Against the backdrop of high global oil prices and rising domestic energy needs, the Indonesian government is getting serious in its quest for new and alternative energy sources.
On this score, last week saw the minister for energy and mineral resources, Purnomo Yusgiantoro, announce that the government is developing plans for the construction of 11 bio-diesel plants in various parts of the country.
The minister had just arrived back from a cabinet meeting in central Java led by President Susilo Bambang Yudhoyono. There cabinet members had discussed national energy policies and a blueprint for the development of bio-energy.
With this step, Indonesia hopes to cut 10% off its consumption of hydrocarbon-based fuels by 2010.
The announcement follows several initiatives during the last few months by the government. These started with the President signing a decree in May on energy diversification and the promotion of the development of biofuels.
Indonesia is in dire need of energy. Currently, the country is highly dependent on fossil-based fuels like oil and gas for its energy needs. During an interview with OBG recently, President Director Abimanyu Suyoso of PT Indonesia Power estimated that oil alone is used for almost 25% of the energy generated, yet oil's share in the budget is much higher - approaching 65% - due to the high price.
Meanwhile, according to a PricewaterhouseCoopers (PwC) study on Oil and Gas Investments in Indonesia released in September 2005, Indonesia's oil production levels have declined continuously since peaking in 1996.
President Chris Newton of the Indonesian Petroleum Association (IPA) told OBG that much of this could be put down to low investment in exploration.
"The single biggest challenge for Indonesia is competing for exploration investment in an increasingly competitive and globalised market for the exploration investment dollar," he said.
"Exploration investment in Indonesia is at a 30-year low," he continued, while also describing it as "the long term future of our industry... there's no way we're going to see a sustained production turn around unless we can enhance frontier exploration investment."
The PwC study also observed that the production of gas has been declining since 1998, and that significant volumes of undeveloped gas reserves remain in Indonesia.
However, when BP starts production in 2008 of LNG at their Tangguh project in Papua, with a proven reserve of 408bn cu metres, national gas production is expected to significantly increase again. Also the IPA sees reasons for optimism with the current government taking action to improve the investment environment, as expressed in its annual report of 2005.
Now though, the government is diligently looking for alternative ways to generate energy.

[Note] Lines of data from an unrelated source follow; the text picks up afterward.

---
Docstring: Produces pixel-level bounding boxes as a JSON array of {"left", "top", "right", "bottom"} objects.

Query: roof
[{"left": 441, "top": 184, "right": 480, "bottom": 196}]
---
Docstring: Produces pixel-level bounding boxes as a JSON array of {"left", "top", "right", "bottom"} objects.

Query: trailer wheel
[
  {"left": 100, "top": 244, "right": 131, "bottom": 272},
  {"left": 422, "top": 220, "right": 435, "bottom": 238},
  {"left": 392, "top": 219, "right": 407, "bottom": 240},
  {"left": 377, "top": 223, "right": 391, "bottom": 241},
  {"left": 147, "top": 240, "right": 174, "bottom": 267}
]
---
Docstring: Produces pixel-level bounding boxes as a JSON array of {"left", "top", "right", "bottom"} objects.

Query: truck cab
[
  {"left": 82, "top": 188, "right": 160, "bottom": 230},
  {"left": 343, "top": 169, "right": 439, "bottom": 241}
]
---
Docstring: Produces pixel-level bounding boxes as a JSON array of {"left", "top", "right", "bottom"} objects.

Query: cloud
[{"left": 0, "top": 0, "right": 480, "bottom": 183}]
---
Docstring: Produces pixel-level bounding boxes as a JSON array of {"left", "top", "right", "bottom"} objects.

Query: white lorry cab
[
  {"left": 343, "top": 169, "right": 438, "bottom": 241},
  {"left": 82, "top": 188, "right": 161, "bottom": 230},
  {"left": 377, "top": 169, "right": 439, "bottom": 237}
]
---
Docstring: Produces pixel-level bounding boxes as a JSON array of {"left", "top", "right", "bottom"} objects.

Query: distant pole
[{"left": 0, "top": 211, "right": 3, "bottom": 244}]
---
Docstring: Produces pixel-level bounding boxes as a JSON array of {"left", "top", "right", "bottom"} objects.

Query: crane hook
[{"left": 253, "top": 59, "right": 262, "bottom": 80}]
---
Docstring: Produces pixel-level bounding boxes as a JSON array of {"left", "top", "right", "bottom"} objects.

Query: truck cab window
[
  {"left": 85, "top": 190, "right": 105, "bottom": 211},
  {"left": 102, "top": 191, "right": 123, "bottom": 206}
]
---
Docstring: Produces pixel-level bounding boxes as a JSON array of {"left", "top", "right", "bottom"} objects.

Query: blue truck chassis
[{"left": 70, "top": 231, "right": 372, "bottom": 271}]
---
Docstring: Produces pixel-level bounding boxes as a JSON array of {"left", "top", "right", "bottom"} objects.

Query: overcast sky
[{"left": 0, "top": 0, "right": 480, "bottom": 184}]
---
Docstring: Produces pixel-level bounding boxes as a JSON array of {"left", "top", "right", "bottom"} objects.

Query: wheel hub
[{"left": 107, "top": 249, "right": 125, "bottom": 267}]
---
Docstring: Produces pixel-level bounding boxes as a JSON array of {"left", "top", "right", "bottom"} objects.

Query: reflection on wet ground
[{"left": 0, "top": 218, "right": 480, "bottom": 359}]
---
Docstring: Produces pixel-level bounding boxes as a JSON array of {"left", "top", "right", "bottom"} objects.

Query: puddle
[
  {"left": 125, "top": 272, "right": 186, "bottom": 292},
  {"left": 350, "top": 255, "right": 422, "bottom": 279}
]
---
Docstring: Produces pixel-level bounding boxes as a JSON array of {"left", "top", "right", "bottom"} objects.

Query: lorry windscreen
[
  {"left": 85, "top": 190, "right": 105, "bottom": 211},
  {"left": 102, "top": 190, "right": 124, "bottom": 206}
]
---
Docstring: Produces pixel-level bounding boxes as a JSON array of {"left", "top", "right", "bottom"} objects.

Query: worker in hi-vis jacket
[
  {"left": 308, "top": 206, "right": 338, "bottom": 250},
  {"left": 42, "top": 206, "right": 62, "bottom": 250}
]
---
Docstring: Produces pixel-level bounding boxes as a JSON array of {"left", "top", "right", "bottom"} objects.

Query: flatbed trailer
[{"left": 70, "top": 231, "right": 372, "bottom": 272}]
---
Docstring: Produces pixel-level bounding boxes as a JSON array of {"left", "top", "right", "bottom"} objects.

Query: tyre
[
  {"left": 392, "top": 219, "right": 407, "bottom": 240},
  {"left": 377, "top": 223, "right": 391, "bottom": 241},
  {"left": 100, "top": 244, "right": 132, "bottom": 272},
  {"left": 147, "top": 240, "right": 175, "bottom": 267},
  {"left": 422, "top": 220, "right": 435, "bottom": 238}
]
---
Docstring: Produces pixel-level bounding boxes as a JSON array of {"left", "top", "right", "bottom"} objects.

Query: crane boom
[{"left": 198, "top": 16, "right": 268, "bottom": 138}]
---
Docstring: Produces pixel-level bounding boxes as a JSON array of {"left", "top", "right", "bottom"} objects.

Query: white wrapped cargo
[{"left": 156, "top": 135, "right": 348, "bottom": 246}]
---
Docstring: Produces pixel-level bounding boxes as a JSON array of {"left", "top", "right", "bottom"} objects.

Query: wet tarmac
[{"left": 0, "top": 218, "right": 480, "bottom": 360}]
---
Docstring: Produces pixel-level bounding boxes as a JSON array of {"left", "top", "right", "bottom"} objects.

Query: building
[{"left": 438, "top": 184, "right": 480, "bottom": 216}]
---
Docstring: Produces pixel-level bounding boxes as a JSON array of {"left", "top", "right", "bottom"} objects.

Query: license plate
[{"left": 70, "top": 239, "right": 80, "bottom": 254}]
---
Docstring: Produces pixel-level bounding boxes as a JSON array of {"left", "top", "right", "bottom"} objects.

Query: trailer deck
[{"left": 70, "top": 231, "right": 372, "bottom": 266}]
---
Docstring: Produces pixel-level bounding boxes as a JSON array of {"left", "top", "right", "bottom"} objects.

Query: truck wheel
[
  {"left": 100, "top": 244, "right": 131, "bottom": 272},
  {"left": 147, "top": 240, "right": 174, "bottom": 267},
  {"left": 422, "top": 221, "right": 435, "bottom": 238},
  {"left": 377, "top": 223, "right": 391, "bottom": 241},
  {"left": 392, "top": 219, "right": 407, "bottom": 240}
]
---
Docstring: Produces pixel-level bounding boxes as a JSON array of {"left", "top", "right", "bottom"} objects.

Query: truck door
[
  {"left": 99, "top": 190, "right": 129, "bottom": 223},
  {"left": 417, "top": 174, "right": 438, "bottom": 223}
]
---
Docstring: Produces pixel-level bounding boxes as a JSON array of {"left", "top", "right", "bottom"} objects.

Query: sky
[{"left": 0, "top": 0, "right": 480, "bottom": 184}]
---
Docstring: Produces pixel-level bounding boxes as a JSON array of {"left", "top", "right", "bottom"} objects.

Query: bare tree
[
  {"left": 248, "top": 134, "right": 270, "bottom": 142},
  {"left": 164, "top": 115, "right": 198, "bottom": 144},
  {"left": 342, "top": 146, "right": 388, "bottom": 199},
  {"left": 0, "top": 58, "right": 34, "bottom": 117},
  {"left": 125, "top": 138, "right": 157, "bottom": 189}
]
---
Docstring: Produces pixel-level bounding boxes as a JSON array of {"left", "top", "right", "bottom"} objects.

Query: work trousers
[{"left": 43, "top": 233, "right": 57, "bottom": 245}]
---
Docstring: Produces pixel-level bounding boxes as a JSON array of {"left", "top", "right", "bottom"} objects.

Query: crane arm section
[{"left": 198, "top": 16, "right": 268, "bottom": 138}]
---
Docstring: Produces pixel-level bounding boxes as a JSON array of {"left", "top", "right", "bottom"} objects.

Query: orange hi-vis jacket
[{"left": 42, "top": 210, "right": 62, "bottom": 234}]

State-owned oil and gas company Pertamina took a modest step by revitalising its gas fuel business in Jakarta with an investment of IDR7.5bn ($7.5m).
The government also plans to accelerate the construction of coal-fired power plants totalling 10,000 MW via a special crash programme. This move is aimed to decrease dependency on relatively expensive oil for electricity generation. Indonesia, a member of OPEC, is currently a net importer of oil, while coal is readily available in the country.
The contracts to build the power stations, worth $8bn, are expected to be awarded as early as September, possibly even without open bidding on the projects in order to save valuable time.
The announcement of a comprehensive strategy for biofuels could well be the most ambitious step thus far, taking into account the potential for the development of biofuels in Indonesia. The country has the climatic characteristics needed for biofuel crops, and it has enough affordable manpower available to undertake the labour intensive production of the fuels.
The biggest potential in the short-term lies with bio-diesel, an alternative to fossil-based diesel based on palm oil or castor oil.
Indonesia is already a major palm oil producer, and is slated to become the world's largest palm oil exporter next year. Castor oil, which can be derived from the Jatropha plant, is not yet produced on a large scale in the country, but the advantage of this plant is that it can even be cultivated on dry and unproductive land, thereby limiting any negative impact on the environment.
In May, Pertamina started selling biodiesel based on normal diesel mixed with 5% palm-oil-based biodiesel at selected fuel stations in Jakarta.
"Pertamina is building on this experience to fully prepare the downstream side," Pertamina President Director Ari M. Soemarno recently told OBG. He also said that "Pertamina guarantees to buy all biodiesel in Indonesia, because we can mix up to 15% biodiesel with hydrocarbon-based diesel."
In the meantime, in its editorial of last week, the Jakarta Post warmly welcomed the government's zeal in finding solutions for the challenges it is facing in ensuring sustainable energy supply in the country.
However, the paper also urged the government to "include its biodiesel production plan in an integrated energy development plan, supported with tax incentives, subsidies and regulatory infrastructure". This would be necessary to ensure enough long-term investment in the sector, and to mitigate possible negative effects of market volatility in oil and gas prices.